Questo articolo non è il migliore del blog, ma mi pare comunque un buon articolo. il fatto è che è tecnicamente difficile trattare del “sense of wonder”, come dimostra l’antitesi tra le due posizioni pressoché opposte citate da Gamberetta, che già premettono due pregiudizi differenti.
Ma , imho, mi sembra che Gamberetta si sia ampiamente soffermata solo sulla prima delle due tesi, cioè quella che vede il SOW come insito nello scritto.
Personalmente, sono in parte d’accordo anche con la tesi opposta, ma l’articolo non verte su di essa, anche perché se tale tesi fosse unimamente riconosciuta come vera al 100%, allora non sarebbe necessario certamente un articolo sul SOW.
Ora, io non sono un esperto, però anche riguardo al fatto che Gamberetta abbia inteso nel racconto di Asimov il SOW esclusivamente su base scientifica non mi pare centrato: anche se lei stessa dichiara

In questo racconto il sense of wonder è prettamente scientifico e il cambiamento di paradigma è l’idea che si possano violare le leggi della termodinamica.

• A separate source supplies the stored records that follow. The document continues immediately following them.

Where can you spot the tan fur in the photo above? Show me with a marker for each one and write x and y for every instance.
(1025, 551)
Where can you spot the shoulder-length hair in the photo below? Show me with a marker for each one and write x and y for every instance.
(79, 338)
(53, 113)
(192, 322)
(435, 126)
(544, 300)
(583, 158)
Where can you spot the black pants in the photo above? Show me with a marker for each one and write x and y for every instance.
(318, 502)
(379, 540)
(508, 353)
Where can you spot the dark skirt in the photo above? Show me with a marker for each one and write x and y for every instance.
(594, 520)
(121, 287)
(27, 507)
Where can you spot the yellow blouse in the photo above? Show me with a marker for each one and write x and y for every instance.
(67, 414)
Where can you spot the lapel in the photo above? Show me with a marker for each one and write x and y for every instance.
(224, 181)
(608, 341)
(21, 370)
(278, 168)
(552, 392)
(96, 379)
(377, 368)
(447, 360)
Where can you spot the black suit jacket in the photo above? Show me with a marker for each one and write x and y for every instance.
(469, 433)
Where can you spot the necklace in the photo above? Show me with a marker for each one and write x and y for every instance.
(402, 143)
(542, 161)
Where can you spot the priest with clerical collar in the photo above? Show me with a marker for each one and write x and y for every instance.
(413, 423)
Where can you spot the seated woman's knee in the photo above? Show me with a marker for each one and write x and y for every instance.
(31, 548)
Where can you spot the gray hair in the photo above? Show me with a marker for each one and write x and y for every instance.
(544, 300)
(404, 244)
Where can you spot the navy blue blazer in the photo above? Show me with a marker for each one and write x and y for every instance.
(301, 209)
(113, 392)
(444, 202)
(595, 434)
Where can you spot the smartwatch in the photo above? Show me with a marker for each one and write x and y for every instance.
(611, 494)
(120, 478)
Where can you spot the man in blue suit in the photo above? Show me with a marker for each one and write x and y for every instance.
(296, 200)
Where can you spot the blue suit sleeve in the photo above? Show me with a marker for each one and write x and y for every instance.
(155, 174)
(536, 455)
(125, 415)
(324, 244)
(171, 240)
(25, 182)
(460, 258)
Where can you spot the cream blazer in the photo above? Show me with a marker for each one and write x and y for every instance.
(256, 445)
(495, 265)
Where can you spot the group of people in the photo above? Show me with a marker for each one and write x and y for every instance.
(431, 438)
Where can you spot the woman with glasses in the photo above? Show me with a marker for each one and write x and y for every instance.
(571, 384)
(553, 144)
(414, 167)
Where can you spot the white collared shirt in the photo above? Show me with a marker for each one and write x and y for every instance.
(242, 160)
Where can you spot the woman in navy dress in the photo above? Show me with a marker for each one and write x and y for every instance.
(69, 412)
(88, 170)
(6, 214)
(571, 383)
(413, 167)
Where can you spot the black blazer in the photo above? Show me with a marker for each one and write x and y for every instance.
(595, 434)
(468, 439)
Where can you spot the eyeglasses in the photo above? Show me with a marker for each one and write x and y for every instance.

penso non le sia sfuggito il ben più grande SOW di tipo ontologico, che “strapazza” quello scientifico 10-a-0.
Secondo me, lei intendeva dire che tale SOW ontologico-religioso (mmh, non religioso al 100%, però…) è imperniato su una base scientifica, tutto qui.
Imho, ovviamente :-)

#80 Comment By gianni On 22 agosto 2015 @ 18:36

Magnifico!
L’articolo.
Comunico che ho riso per settantunomila ottocento ventisette minuti e trenta secondi all’idea del risveglio del Gran Coniglio!
Ps.: ma questo blog è stato risucchiato in una bolla spazio-temporale? E se sì, gli spazio-ombrelli ce li avete?
OK [MODE SIMPATIA=OFF] Spiace un po’ non avere più post, ma quelli che ci sono, sono comunque mille… basteranno per un po’.